🤖 AI Summary
This study addresses the pervasive issue of measurement error in both outcome variables and multiple covariates within routinely collected biomedical data, such as electronic health records, which, if uncorrected, can induce analytical bias and misinform clinical decisions. For the first time within a tutorial framework, it systematically reviews and empirically compares several methods capable of simultaneously correcting measurement error in both outcomes and multiple covariates—including regression calibration, SIMEX, instrumental variable approaches, and modeling strategies leveraging validation subsamples. Through a unified illustrative example and publicly available code, the work not only clarifies the relative performance of these methods in real-world data to guide researchers’ methodological choices but also establishes a reproducible end-to-end analytical pipeline and highlights promising directions for future research.
📝 Abstract
Biomedical research is increasingly relying on readily available routine data, such as electronic health records.
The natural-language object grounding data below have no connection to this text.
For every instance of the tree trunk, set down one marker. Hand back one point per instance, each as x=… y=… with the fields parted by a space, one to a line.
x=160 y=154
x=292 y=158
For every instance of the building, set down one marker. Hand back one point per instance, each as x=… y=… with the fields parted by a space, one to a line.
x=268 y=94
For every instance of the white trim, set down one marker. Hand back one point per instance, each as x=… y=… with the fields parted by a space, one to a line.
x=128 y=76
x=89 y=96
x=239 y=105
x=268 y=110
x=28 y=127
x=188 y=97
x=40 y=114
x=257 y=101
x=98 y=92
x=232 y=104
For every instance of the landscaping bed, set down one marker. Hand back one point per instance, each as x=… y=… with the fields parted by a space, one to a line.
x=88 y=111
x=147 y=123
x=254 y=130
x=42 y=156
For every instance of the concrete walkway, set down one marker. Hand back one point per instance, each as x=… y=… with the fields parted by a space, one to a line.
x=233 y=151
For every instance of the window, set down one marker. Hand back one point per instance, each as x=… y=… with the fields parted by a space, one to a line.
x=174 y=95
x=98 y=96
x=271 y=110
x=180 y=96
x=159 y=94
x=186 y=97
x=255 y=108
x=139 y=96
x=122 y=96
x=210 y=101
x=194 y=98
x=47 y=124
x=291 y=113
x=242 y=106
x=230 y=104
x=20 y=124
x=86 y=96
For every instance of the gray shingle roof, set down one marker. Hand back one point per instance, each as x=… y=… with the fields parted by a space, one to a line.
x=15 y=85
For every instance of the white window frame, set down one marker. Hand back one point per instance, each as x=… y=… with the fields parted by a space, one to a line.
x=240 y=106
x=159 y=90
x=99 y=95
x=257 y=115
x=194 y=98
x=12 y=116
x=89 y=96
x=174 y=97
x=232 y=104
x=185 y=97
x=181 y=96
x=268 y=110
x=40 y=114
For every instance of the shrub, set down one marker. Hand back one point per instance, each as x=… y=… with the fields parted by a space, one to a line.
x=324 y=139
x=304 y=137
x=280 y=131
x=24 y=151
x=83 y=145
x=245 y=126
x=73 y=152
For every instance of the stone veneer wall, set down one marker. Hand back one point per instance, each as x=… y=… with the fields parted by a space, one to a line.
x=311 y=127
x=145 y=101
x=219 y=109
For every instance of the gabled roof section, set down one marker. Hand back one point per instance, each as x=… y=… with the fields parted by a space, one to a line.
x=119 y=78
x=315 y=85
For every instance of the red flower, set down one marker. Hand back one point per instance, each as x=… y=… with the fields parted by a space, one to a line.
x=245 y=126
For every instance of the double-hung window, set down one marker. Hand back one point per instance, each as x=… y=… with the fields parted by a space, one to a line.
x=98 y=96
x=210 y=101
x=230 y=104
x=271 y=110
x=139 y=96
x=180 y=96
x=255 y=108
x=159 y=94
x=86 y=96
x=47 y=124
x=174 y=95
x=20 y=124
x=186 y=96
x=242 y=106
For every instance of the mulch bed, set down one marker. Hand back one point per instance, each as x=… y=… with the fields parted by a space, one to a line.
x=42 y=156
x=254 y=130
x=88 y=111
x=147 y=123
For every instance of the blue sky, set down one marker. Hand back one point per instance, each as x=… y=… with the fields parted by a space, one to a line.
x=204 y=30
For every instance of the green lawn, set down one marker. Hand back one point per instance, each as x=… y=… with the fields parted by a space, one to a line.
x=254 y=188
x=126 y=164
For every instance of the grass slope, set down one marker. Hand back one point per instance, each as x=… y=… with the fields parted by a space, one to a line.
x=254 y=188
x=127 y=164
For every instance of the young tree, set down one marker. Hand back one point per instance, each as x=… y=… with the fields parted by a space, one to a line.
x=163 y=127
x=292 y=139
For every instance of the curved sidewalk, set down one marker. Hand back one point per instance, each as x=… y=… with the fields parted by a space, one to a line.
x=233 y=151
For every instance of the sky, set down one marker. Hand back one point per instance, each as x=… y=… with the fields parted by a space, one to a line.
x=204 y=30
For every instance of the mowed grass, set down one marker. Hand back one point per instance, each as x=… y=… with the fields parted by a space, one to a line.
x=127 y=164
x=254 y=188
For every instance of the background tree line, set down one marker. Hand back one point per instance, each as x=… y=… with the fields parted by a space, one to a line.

Routinely collected data, as well as datasets from large cohorts, are often prone to measurement error which, if not addressed in analyses, can bias study results and ultimately mislead clinical decision-making and potentially harm patients. For this setting, methods that address errors in the outcome and multiple covariates are needed. In this tutorial, we will review available methods to address for errors in both outcomes and covariates. We will illustrate methods with use of a running example in order to compare the methods directly. Both the data and analytic code are provided for the user so that they may easily reproduce results in each example. We conclude the tutorial with a discussion of the different approaches and highlight areas of future work needed for this setting.